Alguns clichês também são bem estruturados dentro do contexto, como a comida que quase nunca acaba ou a conveniência de um prédio sem nenhum morador (morto) vivo, entre algumas outras. Estas licenças poéticas são utilizadas como um artifício para que a verdadeira discussão, a interna, seja o foco. Este pode ser um Calcanhar de Aquiles ao leitor que vê o Apocalipse Zumbi majoritariamente ou somente como uma ode ao sobrevivencialismo extremo e escolhas difíceis, mas cabe aqui tanto a Suspensão de Descrença como um pouco de tolerância.
E essa sobrevivência tem algumas nuances muito interessantes dentro da história. Colocar, mesmo vagamente, os animais domésticos como possíveis aliados dos zumbis é instigante e, como tudo na história, não demanda interesse de seu porquê, mas sim em sua prática. São duas oportunidades bem aproveitadas e densas, maximizando a sensação de perigo iminente após as paredes de um edifício. A ironia francesa também é bem encaixada em diversas situações e sempre discretas, o que exige uma leitura atenta para detectar a maioria delas.
Falando dos zumbis, não há grandiosidade nestes antagonistas, mas aqui se torna é um processo aceitável já que eles são apenas o início de um ocaso degradante capitalizado pelos sentimentos do personagem principal e, após, repassado ao leitor em forma de devaneios. São ameaçadores quando necessário, despertam simpatia em outros momentos, mas na maioria das vezes o que se sente é pena. O Protagonista flerta com a humanização de seus algozes diversas vezes. E por mais que a relação entre ele e os mortos seja propositalmente instável, variando rapidamente entre admiração, pavor, horror, ojeriza e sentimentalismo, é tudo muito orgânico. O autor consegue tornar esta dinâmica bem balanceada entre a introspecção, a filosofia que zumbis carregam e, claro, o gore que uma obra do gênero necessita.
Literatura quase perfeita
Dentro destes contextos, Pit Agarmen é eficiente, mas com pequenos escorregões ao cair na tentação de, em determinado momento, moralizar o discurso sobre a queda humana sua correlação já tão batida com a futilidade. Não se torna um pecado capital pela proposta da obra, mas sim um erro ao permitir tantas subjetividades ao longo das mais de duzentas páginas para, ao final, querer direcionar suavemente o leitor para alguma conclusão.

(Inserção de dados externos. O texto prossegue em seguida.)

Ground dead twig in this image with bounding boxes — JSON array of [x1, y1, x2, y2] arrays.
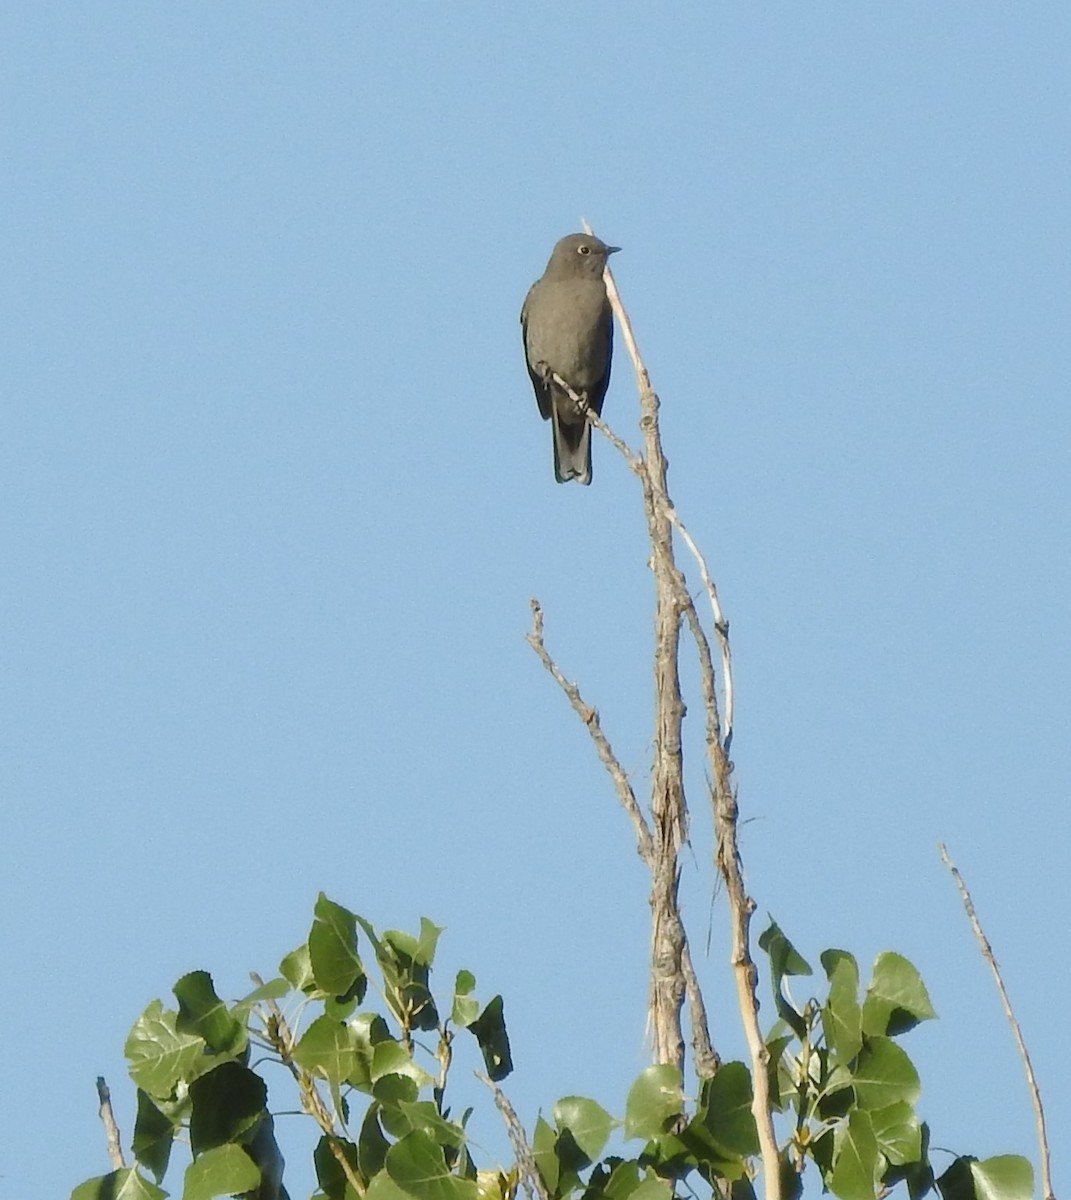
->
[[96, 1076, 126, 1171], [939, 846, 1053, 1200], [479, 1074, 552, 1200], [526, 599, 654, 866]]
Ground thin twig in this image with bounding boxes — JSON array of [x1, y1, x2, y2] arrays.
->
[[679, 940, 720, 1078], [939, 846, 1053, 1200], [96, 1076, 126, 1170], [550, 373, 643, 475], [250, 972, 367, 1197], [662, 507, 734, 750], [478, 1073, 552, 1200], [526, 599, 654, 865], [551, 376, 735, 752]]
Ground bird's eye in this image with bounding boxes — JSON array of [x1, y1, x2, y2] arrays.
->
[[577, 244, 591, 255]]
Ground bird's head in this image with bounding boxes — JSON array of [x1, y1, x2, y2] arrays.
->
[[544, 233, 620, 279]]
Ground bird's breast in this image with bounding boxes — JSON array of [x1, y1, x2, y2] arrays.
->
[[523, 281, 610, 389]]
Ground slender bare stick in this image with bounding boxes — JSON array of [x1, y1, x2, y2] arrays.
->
[[526, 599, 655, 866], [939, 845, 1053, 1200], [96, 1076, 126, 1171], [662, 507, 734, 750], [551, 373, 643, 473], [478, 1074, 552, 1200], [680, 939, 720, 1077]]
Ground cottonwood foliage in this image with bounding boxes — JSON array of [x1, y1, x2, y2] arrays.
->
[[72, 895, 1030, 1200]]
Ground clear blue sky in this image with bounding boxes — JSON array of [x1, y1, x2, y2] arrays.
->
[[3, 4, 1068, 1197]]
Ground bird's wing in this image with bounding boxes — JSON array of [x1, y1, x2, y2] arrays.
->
[[520, 284, 553, 421], [589, 302, 614, 418]]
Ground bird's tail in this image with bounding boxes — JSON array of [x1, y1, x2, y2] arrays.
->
[[551, 409, 593, 485]]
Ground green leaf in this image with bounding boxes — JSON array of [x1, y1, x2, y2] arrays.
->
[[174, 971, 246, 1057], [280, 943, 315, 993], [451, 971, 480, 1028], [457, 1145, 477, 1182], [385, 1129, 480, 1200], [810, 1128, 835, 1181], [244, 1114, 287, 1200], [131, 1088, 175, 1182], [552, 1096, 615, 1161], [357, 1108, 391, 1182], [294, 1015, 360, 1086], [852, 1037, 920, 1110], [376, 1073, 422, 1114], [600, 1160, 643, 1200], [758, 920, 812, 977], [817, 1080, 855, 1123], [183, 1144, 259, 1200], [374, 921, 442, 1032], [238, 976, 291, 1006], [395, 1101, 467, 1149], [862, 953, 936, 1037], [467, 995, 512, 1082], [829, 1111, 879, 1200], [938, 1156, 977, 1200], [764, 1033, 793, 1111], [125, 999, 206, 1100], [188, 1061, 267, 1153], [384, 918, 442, 969], [671, 1121, 747, 1184], [70, 1167, 167, 1200], [371, 1039, 435, 1087], [326, 994, 359, 1022], [696, 1062, 759, 1157], [883, 1120, 933, 1200], [821, 951, 863, 1065], [368, 1168, 419, 1200], [473, 1170, 509, 1200], [970, 1157, 1033, 1200], [310, 894, 368, 1002], [776, 1152, 802, 1200], [758, 920, 812, 1038], [315, 1135, 362, 1200], [349, 1013, 394, 1090], [629, 1179, 674, 1200], [531, 1117, 559, 1194], [624, 1065, 683, 1139], [870, 1102, 921, 1166], [381, 921, 444, 1036]]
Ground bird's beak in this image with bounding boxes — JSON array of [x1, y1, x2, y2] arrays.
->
[[606, 246, 621, 255]]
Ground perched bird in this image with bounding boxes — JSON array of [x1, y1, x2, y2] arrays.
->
[[521, 233, 619, 484]]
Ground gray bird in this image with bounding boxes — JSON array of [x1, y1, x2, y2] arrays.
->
[[521, 233, 619, 484]]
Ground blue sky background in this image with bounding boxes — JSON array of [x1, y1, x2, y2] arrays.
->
[[3, 4, 1069, 1197]]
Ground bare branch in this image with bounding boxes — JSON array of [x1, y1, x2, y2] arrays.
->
[[939, 846, 1053, 1200], [479, 1073, 552, 1200], [662, 506, 734, 750], [550, 373, 644, 475], [592, 221, 780, 1200], [680, 939, 720, 1078], [550, 379, 735, 752], [526, 599, 654, 865], [95, 1076, 126, 1171]]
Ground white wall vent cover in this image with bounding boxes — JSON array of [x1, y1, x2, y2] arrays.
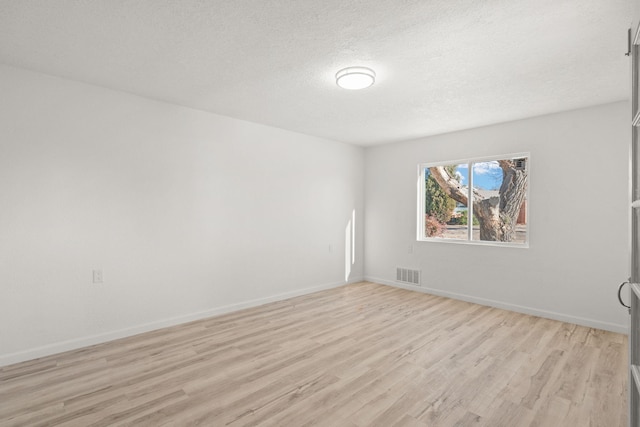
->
[[396, 267, 421, 286]]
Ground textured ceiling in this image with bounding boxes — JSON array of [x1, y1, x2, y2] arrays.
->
[[0, 0, 633, 146]]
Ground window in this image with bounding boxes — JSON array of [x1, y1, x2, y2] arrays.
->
[[418, 154, 529, 246]]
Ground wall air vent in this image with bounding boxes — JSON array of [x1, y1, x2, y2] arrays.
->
[[396, 267, 421, 286]]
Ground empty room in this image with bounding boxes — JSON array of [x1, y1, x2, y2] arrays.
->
[[0, 1, 637, 426]]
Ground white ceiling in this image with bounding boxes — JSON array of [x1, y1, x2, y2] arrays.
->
[[0, 0, 633, 146]]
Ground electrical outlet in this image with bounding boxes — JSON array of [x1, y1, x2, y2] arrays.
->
[[92, 270, 103, 284]]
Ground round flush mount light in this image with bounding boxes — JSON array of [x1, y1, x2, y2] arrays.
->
[[335, 66, 376, 90]]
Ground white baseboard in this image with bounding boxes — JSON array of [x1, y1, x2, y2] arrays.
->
[[365, 276, 629, 334], [1, 278, 361, 367]]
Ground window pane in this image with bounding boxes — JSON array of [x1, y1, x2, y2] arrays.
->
[[471, 158, 527, 243], [424, 164, 468, 240]]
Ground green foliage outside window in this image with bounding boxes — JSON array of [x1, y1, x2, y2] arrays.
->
[[425, 167, 457, 223]]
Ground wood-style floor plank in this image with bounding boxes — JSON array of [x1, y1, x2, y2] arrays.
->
[[0, 282, 628, 426]]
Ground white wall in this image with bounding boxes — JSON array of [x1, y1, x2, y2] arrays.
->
[[0, 65, 364, 365], [364, 102, 630, 333]]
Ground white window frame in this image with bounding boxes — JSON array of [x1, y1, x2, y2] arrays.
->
[[416, 152, 530, 248]]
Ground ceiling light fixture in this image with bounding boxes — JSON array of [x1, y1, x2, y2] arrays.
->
[[335, 67, 376, 90]]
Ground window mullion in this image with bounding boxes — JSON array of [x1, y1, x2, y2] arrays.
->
[[468, 162, 473, 241]]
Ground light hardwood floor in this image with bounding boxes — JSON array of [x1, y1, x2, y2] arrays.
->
[[0, 282, 628, 426]]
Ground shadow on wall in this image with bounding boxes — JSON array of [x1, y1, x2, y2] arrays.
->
[[345, 209, 355, 281]]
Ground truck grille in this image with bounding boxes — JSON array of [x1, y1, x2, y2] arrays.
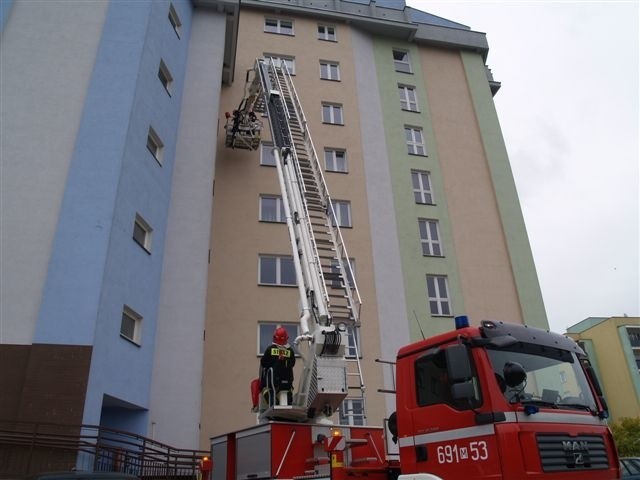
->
[[537, 434, 609, 472]]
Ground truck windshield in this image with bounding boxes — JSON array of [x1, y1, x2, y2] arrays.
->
[[486, 344, 597, 412]]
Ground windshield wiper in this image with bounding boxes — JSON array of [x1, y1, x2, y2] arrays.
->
[[557, 402, 595, 413], [519, 399, 559, 409]]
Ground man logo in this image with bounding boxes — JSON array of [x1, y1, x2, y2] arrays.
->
[[573, 453, 585, 465], [563, 440, 589, 451]]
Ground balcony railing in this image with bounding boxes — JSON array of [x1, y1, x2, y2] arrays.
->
[[0, 420, 207, 479]]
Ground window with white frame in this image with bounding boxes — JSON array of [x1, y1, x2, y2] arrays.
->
[[399, 84, 419, 112], [318, 24, 336, 41], [322, 103, 343, 125], [147, 126, 164, 164], [320, 61, 340, 81], [324, 148, 347, 172], [330, 258, 355, 289], [412, 170, 434, 204], [133, 214, 152, 253], [339, 398, 365, 426], [264, 18, 294, 35], [264, 54, 296, 75], [345, 325, 361, 359], [168, 3, 181, 38], [393, 49, 412, 73], [158, 59, 173, 95], [258, 322, 300, 355], [259, 255, 296, 286], [120, 305, 142, 345], [418, 219, 442, 257], [260, 195, 286, 223], [331, 200, 352, 227], [405, 126, 426, 156], [426, 275, 451, 316], [260, 142, 276, 166]]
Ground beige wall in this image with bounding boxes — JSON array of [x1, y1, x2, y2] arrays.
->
[[201, 10, 385, 445], [419, 47, 524, 325]]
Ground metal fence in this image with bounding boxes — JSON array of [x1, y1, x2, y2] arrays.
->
[[0, 420, 208, 479]]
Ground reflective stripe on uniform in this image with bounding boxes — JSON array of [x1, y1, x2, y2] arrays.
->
[[271, 347, 291, 357]]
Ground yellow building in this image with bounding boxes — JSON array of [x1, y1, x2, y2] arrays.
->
[[567, 316, 640, 422]]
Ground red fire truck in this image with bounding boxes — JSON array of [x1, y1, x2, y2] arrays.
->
[[216, 59, 620, 479], [210, 317, 619, 480]]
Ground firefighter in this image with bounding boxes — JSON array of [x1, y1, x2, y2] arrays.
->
[[260, 326, 296, 407]]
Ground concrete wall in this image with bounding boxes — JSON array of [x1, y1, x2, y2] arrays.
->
[[0, 0, 108, 344], [77, 0, 194, 430], [149, 7, 226, 449], [352, 29, 410, 411], [420, 46, 523, 325], [461, 51, 548, 329], [201, 8, 386, 442], [372, 37, 465, 339], [2, 0, 195, 435], [568, 317, 640, 422]]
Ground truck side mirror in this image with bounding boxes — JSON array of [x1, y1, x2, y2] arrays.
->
[[451, 380, 475, 401], [445, 344, 472, 381]]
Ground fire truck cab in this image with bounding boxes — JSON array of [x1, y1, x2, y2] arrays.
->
[[393, 318, 620, 479]]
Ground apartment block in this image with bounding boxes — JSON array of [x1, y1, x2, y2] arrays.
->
[[567, 316, 640, 422], [0, 0, 546, 450]]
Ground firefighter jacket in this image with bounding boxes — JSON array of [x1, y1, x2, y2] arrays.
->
[[260, 343, 296, 390]]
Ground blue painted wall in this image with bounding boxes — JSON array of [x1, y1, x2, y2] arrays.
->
[[35, 0, 193, 434], [0, 0, 13, 32]]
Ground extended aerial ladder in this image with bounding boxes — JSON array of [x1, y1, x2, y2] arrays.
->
[[224, 59, 365, 423]]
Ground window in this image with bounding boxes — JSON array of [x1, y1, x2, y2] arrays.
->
[[120, 305, 142, 345], [260, 142, 276, 166], [426, 275, 451, 316], [345, 325, 360, 358], [324, 148, 347, 172], [339, 398, 365, 426], [322, 103, 343, 125], [258, 323, 299, 355], [412, 170, 434, 204], [330, 258, 355, 289], [168, 3, 181, 37], [264, 18, 294, 35], [320, 61, 340, 81], [330, 200, 351, 227], [158, 59, 173, 95], [133, 214, 152, 252], [147, 126, 164, 164], [415, 347, 480, 409], [264, 54, 296, 75], [399, 85, 418, 112], [418, 219, 442, 256], [259, 255, 296, 286], [318, 24, 336, 41], [260, 195, 286, 223], [393, 49, 412, 73], [405, 126, 426, 156]]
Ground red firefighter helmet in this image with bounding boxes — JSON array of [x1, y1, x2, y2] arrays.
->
[[273, 326, 289, 345]]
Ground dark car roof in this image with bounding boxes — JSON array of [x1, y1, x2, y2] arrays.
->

Isto posto, A Noite Devorou o Mundo é um livro complexo, porém incrivelmente dinâmico e que consegue, ao mesmo tempo, fugir com classe do usual. Está longe de ser uma leitura prepotente, mas se leva a sério e tem material para tanto. Episódico, prende a atenção e traz importantes reaproveitamentos intimistas ao gênero, tornando-se, então, atemporal, falando a todo o momento numa espécie de Ágora literária sobre pensamentos. Com diversos pormenores, evidencia a hipérbole que é o fim do mundo, sobretudo quando o micro dentro de nós está implorando para ser exposto perante o nada que assola.